On July 11 a hundred vessels deposited at Abukir an army of Turks commissioned to drive the French from Egypt. Napoleon marched north with his best troops, and inflicted upon the Turks so overwhelming a defeat (July 25) that many of them rushed to death in the sea rather than face the onrushing French cavalry.
From English newspapers sent to him by Sidney Smith, Napoleon was astonished to learn that a Second Coalition of the Powers had driven the French out of Germany and had recaptured nearly all of Italy from the Alps to Calabria.79 The whole edifice of his victories had collapsed in a series of disasters from the Rhine and the Po to Abukir and Acre; and now, in a humiliating checkmate, he found himself and his decimated legions bottled up in a hostile blind alley where only a little time would be needed for their annihilation.
About the middle of July he received from the Directory an order, sent him on May 26, to return to Paris at once.80 He resolved to get back to France somehow, despite the encompassing British; to forge a path to power; and to displace the fumbling leaders who had allowed all his gains in Italy to be so quickly annulled. Back in Cairo he arranged affairs military and administrative, and appointed the reluctant Kléber to command the battered remains of the Egyptian dream. The treasury of the army was empty, and was six million francs in debt; the pay of the soldiers was four million in arrears; their number, their morale, were falling with every day, while their reluctant hosts were increasing in strength, and waiting with silent patience for another opportunity to revolt. At any time the governments of Turkey and Great Britain might send to Egypt a force that, with native aid, could sooner or later bring the French to a helpless surrender.
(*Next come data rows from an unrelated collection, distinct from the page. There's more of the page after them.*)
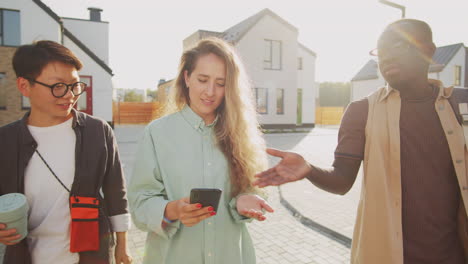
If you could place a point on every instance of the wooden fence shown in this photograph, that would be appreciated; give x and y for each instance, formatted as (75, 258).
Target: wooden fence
(328, 115)
(135, 113)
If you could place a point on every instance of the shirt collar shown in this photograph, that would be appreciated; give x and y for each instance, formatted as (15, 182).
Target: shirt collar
(443, 92)
(195, 120)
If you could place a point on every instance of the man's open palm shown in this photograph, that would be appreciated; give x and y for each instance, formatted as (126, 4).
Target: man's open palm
(292, 167)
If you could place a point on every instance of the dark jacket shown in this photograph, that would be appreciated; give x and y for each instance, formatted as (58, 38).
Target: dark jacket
(97, 167)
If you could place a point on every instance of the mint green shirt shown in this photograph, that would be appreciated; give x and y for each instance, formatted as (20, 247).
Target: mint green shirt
(178, 153)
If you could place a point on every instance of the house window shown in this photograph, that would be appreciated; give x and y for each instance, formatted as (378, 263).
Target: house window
(280, 101)
(299, 63)
(299, 106)
(10, 34)
(457, 81)
(272, 56)
(261, 99)
(2, 90)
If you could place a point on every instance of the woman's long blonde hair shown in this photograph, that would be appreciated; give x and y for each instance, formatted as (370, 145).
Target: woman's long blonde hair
(237, 130)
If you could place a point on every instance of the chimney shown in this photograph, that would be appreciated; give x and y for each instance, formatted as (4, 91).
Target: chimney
(95, 14)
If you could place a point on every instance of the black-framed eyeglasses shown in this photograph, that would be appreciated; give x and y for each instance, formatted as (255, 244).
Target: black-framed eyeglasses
(61, 89)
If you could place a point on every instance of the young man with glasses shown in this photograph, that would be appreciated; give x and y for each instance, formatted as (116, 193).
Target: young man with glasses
(410, 138)
(54, 154)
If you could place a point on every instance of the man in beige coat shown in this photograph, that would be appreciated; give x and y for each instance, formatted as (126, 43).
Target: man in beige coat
(410, 139)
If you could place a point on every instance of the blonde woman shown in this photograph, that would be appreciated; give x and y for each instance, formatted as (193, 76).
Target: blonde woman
(209, 139)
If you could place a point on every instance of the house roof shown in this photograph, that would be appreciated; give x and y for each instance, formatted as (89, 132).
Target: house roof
(444, 54)
(368, 72)
(441, 58)
(236, 32)
(308, 50)
(72, 37)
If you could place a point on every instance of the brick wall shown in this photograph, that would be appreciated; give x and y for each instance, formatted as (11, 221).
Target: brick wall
(12, 110)
(135, 112)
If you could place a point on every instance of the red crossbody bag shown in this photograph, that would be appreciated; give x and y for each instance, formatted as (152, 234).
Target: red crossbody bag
(84, 212)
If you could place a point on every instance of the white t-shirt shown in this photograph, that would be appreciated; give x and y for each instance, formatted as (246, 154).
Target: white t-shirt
(49, 213)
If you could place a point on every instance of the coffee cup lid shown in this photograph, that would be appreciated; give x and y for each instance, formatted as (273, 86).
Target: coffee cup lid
(12, 207)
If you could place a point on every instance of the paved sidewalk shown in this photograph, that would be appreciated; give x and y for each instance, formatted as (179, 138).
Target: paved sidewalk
(281, 238)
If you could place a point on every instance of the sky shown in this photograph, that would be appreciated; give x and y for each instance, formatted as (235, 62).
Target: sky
(145, 36)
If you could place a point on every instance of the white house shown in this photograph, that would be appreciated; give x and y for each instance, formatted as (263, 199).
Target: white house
(450, 65)
(281, 69)
(88, 39)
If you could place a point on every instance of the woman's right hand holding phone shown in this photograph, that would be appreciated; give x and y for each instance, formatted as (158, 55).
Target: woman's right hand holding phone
(187, 213)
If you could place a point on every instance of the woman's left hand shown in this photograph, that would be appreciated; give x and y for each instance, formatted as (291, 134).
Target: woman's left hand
(121, 254)
(250, 205)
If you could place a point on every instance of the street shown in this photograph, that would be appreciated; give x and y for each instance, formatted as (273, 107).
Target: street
(282, 238)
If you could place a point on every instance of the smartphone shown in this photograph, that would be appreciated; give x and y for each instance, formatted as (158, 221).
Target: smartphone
(206, 197)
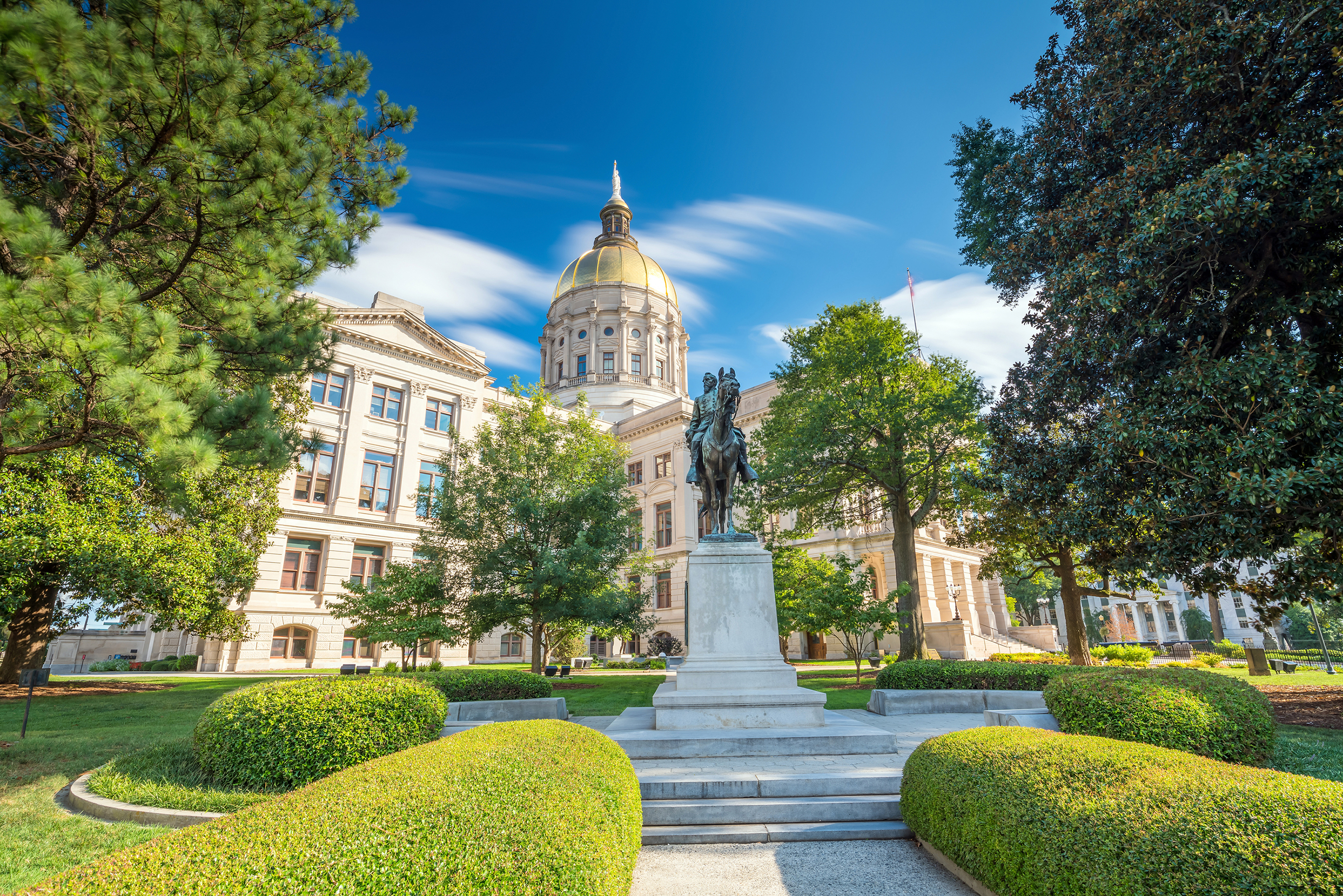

Napoleon knew all this, and could only excuse his departure by claiming that he was needed in Paris and had been ordered to return. When he bade goodbye to the troops (to each of whom he had promised six hectares of land after a triumphant homecoming) he vowed, “If I have the good fortune to reach France the rule of those babblers [bavards] will be finished,”81 and aid would come to these immured conquerors. It never came.
Two frigates—the Muiron and the Carrère—had survived the holocaust at Abukir. Napoleon sent word to have them prepared for an attempt to reach France. On August 23, 1799, he, with Bourrienne, Berthollet, and Monge, boarded the Muiron; Generals Lannes, Murat, Denon, and others followed on the Carrère.82 By permission of fog and the great god Chance they escaped all the eyes and scouts of Nelson’s fleet. They could not stop at Malta, for the victorious British had seized that stronghold on February 9. On October 9 the ships anchored off Fréjus, and Napoleon and his aides were rowed to shore at St.-Raphaël. Now it was to be aut Caesar aut nullus—either Caesar or nobody.